Diese transaktionale Modell funktioniert – bedingt. Heute mehr als früher suchen Menschen in der Arbeit nicht nur die Möglichkeit zum Geldverdienen, sondern auch Sinnstiftung. Der Arbeitsplatz ist das zweite Zuhause, an dem man häufig mehr Zeit als in der eigenen Wohnung verbringt. Von daher erzeugt es Stress, wenn man sich lange Zeit in einem Umfeld bewegt, im dem das Betriebsklima schlecht ist, man keine Identifikation mit den Unternehmenswerten hat und die Vorstellungen davon, wie man miteinander umgeht, auseinanderklaffen.
In Folge sinkt die Mitarbeiterzufriedenheit, die Leistung lässt nach und man hat empfindet eine geringere Bindung an das Unternehmen.

Fazit

Es lohnt sich, im Umgang mit – zukünftigen und vorhandenen – Mitarbeitern auf den Cultural Fit zwischen der Unternehmenskultur und den Wünschen, Werten und Bedürfnissen der Mitarbeiter zu achten. Im Jobinterview sollten nicht nur die Fähigkeiten und Erfahrungen thematisiert werden, sondern auch die Erwartungen und Bedürfnisse der Kandidaten.
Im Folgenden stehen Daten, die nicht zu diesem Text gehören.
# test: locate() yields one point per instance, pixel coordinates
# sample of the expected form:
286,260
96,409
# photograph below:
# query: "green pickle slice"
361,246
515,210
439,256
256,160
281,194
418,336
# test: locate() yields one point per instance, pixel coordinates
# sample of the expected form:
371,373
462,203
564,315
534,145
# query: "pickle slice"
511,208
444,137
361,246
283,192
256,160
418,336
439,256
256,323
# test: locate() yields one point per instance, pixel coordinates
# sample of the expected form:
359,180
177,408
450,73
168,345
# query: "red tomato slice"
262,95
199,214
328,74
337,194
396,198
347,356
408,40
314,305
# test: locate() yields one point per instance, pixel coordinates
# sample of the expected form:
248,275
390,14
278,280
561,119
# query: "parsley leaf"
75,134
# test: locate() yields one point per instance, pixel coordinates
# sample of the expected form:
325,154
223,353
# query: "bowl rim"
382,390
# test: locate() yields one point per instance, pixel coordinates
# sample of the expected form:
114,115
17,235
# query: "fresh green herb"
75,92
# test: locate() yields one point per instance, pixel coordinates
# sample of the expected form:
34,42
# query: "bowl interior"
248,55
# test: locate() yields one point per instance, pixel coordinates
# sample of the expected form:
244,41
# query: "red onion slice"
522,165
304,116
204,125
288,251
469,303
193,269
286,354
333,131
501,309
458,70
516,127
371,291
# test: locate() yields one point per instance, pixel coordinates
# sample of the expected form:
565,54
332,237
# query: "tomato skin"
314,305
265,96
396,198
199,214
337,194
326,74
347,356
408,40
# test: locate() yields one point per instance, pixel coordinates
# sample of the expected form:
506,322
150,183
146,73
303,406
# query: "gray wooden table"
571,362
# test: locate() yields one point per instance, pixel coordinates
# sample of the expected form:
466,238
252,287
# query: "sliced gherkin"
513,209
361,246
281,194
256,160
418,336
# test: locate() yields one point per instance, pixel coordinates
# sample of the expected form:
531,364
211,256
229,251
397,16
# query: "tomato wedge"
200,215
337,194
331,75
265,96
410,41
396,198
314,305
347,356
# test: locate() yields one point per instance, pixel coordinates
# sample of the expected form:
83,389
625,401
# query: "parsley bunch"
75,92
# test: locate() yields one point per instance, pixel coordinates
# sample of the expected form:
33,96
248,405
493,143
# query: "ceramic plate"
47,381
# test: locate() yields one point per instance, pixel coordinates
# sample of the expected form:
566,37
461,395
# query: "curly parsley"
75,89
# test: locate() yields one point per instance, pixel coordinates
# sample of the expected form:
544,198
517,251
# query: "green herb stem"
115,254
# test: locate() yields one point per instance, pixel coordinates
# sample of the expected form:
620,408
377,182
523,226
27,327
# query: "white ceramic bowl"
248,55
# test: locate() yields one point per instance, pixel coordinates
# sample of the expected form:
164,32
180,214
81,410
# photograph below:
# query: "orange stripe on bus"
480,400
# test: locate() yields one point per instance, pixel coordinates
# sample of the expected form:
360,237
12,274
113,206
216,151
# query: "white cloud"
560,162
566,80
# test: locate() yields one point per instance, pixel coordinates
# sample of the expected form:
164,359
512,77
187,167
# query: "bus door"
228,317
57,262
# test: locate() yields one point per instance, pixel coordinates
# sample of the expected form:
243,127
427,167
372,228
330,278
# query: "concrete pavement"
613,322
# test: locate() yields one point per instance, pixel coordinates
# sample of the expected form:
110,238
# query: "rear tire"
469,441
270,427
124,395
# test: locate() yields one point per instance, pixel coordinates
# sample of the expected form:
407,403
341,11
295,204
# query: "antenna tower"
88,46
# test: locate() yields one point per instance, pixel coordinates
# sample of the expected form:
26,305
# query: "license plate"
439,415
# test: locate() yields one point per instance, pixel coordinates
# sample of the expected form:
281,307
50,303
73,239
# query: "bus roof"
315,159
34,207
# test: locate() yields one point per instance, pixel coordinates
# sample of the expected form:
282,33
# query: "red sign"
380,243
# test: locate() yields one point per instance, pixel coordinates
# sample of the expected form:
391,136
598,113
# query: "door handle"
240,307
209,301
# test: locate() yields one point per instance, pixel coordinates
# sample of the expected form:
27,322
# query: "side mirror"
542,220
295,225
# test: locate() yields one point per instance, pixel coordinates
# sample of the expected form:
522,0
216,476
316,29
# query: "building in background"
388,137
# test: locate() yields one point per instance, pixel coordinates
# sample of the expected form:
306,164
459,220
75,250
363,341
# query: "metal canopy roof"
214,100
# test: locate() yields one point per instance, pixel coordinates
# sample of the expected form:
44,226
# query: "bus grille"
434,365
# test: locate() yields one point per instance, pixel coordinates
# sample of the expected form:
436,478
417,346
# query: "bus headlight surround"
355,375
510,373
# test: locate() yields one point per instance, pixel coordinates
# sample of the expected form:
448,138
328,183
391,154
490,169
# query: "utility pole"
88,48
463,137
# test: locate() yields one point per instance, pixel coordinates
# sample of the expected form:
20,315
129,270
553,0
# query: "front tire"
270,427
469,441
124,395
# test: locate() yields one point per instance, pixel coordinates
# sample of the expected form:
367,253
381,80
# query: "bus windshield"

Auch bei den vorhandenen Mitarbeitenden ist der Cultural Fit wichtig; eine wichtiger Aspekt von Führung ist es, darauf zu achten, ob der Führungsstil, die Art der Kommunikation, die Ziele und Werte, die man als Vorgesetzter vertritt und lebt zu den Bedürfnissen der Mitarbeitenden passen.